Most studies that have used MRI machines to find links between the brain’s structure or function and complex mental traits had an average of 23 participants, but thousands are needed to find reliable results
16 March 2022
Brain scanning studies that use magnetic resonance imaging (MRI) machines are often said to show links between the brain’s structure or patterns of activity and complex traits such as depression, autism and certain aspects of personality. But for years, there have been suspicions that some of the headline-grabbing results aren’t trustworthy. Now, that has been confirmed.
Almost all such research so far has had too few participants to find reliable results, according to a study by Scott Marek at Washington University in St Louis and his colleagues. His group found that such studies need to look at the brains of thousands of people; they usually include an average of about 23 individuals.

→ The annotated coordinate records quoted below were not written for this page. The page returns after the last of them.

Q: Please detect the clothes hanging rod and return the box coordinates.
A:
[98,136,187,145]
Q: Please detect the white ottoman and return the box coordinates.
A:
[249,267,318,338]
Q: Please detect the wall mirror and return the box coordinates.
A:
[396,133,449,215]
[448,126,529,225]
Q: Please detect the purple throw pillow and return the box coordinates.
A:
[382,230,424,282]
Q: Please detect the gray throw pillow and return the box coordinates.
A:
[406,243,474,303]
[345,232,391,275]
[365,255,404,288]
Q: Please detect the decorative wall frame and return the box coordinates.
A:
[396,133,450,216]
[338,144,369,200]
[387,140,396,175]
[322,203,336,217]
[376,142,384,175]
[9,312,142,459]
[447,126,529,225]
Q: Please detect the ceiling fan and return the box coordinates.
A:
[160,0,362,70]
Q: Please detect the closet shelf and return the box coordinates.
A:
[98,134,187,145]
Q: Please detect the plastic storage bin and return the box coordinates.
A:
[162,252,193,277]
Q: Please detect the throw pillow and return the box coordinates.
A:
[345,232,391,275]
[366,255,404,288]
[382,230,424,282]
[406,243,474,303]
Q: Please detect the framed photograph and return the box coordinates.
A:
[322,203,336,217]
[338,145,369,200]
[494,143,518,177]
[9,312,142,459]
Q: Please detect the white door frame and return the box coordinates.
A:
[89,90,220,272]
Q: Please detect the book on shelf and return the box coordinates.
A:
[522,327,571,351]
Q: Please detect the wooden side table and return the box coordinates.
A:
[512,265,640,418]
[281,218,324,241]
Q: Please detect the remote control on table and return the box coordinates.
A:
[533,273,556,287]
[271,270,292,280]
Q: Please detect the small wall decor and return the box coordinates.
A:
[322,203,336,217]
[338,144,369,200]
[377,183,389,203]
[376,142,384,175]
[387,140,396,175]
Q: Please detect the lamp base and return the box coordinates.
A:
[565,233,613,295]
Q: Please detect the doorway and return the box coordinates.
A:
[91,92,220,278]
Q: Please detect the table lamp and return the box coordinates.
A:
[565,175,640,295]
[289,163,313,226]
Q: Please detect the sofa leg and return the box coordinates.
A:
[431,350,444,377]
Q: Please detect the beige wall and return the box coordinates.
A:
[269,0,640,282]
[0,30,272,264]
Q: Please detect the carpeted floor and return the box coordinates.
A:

Marek and his team analysed results from three of the largest ongoing neuroimaging studies to date, including the UK Biobank study, which had scanned nearly 36,000 participants at the time. They looked at links between brain structure or functioning and two relatively well-studied traits: cognitive ability and, in children, scores on a checklist for “psychopathology”, a combination of several behavioural measures.

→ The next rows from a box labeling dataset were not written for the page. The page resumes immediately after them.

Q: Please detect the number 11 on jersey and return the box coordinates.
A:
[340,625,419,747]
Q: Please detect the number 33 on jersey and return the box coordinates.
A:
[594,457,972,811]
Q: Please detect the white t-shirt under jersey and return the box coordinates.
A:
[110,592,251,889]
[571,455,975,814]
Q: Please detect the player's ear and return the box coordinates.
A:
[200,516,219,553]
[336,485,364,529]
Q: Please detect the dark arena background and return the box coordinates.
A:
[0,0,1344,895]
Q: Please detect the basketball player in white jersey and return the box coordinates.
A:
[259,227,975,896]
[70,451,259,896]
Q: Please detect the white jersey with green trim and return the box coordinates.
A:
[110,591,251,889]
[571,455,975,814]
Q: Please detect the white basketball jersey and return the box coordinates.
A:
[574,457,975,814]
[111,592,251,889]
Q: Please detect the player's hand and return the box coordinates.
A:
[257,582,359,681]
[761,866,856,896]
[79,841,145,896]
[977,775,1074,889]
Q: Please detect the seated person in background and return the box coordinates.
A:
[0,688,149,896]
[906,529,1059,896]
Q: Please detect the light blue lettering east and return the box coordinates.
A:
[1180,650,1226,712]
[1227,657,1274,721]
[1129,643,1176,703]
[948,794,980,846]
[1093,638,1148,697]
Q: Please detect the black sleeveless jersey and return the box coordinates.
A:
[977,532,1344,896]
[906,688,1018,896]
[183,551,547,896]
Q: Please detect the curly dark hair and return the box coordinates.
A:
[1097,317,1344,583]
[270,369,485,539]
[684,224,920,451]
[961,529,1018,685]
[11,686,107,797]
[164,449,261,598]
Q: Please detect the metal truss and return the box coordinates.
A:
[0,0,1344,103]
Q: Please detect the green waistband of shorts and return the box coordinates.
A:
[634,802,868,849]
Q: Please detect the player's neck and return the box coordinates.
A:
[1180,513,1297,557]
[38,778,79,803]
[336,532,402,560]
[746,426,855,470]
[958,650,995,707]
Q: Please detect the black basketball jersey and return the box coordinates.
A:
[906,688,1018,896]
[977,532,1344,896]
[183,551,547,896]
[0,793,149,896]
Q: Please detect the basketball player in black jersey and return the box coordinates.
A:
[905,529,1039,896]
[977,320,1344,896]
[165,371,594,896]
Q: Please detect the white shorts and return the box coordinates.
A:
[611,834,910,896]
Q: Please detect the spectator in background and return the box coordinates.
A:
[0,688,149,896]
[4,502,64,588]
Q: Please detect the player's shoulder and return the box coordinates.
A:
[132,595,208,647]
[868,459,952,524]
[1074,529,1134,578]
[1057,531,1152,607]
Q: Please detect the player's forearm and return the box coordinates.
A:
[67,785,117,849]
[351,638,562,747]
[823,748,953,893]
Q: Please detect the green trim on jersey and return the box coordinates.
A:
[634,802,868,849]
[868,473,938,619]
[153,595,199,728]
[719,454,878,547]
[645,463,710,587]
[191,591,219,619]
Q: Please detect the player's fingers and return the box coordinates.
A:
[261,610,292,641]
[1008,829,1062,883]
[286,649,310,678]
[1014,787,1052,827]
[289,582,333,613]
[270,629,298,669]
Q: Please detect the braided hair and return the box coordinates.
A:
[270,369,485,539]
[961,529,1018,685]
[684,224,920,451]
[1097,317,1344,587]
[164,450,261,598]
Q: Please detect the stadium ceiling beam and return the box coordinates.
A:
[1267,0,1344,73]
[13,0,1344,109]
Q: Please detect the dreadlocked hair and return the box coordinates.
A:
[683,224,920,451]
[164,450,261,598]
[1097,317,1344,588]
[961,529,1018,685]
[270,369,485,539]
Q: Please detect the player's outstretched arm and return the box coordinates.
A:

By doing multiple analyses with varying numbers of people, they showed that when small sample sizes were used, they could find apparent correlations between these traits and the brain’s structure or function. But analyses of larger groups showed that these effects were either exaggerated or completely spurious. In some cases, different small samples could reach opposite conclusions, simply because people’s brains are so variable that random chance can sway the results one way or another.

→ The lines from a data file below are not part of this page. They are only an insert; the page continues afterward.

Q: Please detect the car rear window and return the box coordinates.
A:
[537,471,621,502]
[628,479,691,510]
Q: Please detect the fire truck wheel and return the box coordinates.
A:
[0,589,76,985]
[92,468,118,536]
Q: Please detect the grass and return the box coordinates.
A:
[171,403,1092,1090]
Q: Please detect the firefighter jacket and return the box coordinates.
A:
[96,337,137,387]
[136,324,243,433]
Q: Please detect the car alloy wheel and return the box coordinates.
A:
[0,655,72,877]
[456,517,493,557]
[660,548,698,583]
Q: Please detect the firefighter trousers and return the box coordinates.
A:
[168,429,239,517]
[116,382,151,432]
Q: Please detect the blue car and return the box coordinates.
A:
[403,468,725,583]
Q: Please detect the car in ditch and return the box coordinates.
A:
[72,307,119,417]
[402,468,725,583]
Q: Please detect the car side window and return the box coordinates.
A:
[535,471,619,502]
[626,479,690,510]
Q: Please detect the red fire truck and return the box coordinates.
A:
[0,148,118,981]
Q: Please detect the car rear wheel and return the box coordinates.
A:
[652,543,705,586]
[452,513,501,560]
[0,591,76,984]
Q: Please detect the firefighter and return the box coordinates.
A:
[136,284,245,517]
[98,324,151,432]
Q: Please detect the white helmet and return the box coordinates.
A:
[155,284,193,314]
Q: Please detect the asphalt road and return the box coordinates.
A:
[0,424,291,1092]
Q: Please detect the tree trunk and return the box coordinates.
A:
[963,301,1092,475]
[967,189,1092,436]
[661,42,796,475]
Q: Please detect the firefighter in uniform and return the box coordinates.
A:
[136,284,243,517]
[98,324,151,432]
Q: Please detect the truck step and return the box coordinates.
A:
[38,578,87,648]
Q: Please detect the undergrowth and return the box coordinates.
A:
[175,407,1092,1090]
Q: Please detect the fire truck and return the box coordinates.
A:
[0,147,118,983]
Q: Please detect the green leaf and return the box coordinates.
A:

Although Marek’s team only looked at two traits, it is likely that its conclusion that these kinds of brain scanning studies need thousands of participants is true more broadly, says Kevin Mitchell at Trinity College Dublin in Ireland.
There is no reason to think that complex intellectual traits like people’s appetite for risk-taking or their political leanings will necessarily have any manifestation in brain tissues that would be visible on a scan, says Mitchell.
Results from previous small brain scanning studies of this type should now be viewed with suspicion. And unless it contains thousands of participants, the same goes for ongoing research.
The new analysis may lead to the MRI field having a kind of existential crisis, says Cassandra Gould van Praag at the University of Oxford. “There’s a bit of The Emperors’ New Clothes about this.”
There are parallels here with research into the genetics of mental health. In the 1990s, there were similar eye-catching claims that researchers had found the genes “for” things like depression and aggression, based on small studies with tens or hundreds of participants.
Then, larger studies that sequenced all the DNA of several hundred thousand people at a time showed that common conditions like depression are actually influenced by hundreds of gene variants that each have tiny effects.
None of the results from small studies on the genetics behind mental health were borne out. They probably found false results because of a failure to use good research practices, like preregistering the study’s methods before collecting and analysing the data, as well as checking the results in a second group of people before making any claims, says Mitchell.
The field of brain scanning needs a similar overhaul, with researchers committing to proper research practices before they get funding in future. Existing small studies could still be salvaged if multiple research teams band together to produce one large study, says Marek.